Spring Salad Recipe
"Our family has been savoring this salad for over 75 years. It goes back to my Bavarian grandmother," reports Mari Malmquist of Hayward, Wisconsin. "With a large family to raise, she turned to the garden for inexpensive ingredients. The lightly dressed tomatoes, cucumbers and radishes are still a hit at meals and potlucks today."

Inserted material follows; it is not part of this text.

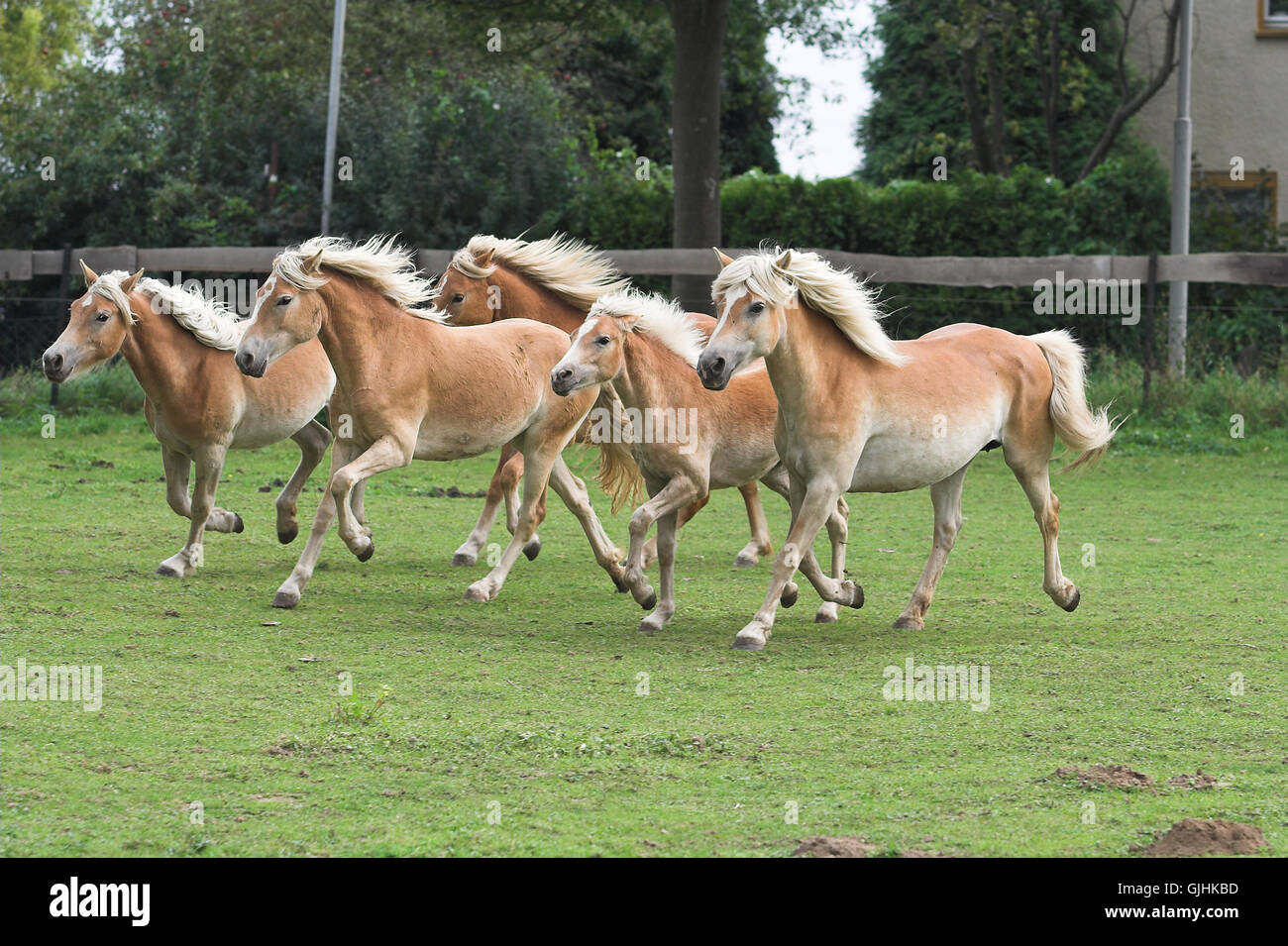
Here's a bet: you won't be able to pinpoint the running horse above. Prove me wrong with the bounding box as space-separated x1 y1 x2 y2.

- 2 medium tomatoes, seeded and chopped
- 2 cups thinly sliced radishes
- 1 large cucumber, quartered, seeded and chopped
- 1/2 cup white vinegar
- 1/2 cup water
- Sugar substitute equivalent to 1/2 cup sugar
- 1/2 teaspoon salt
- 1/4 teaspoon pepper
- 1. In a large bowl, combine the tomatoes, radishes and cucumber. In a small bowl, whisk together the vinegar, water, sugar substitute, salt and pepper until sugar substitute is dissolved (mixture will foam up slightly). Pour over vegetable mixture; toss to coat evenly. Cover and refrigerate for at least 1 hour. Serve with a slotted spoon. Yield: 6 servings.
3/4 cup equals 44 calories, trace fat (trace saturated fat), 0 cholesterol, 208 mg sodium, 10 g carbohydrate, 1 g fiber, 1 g protein. Diabetic Exchange: 2 vegetable.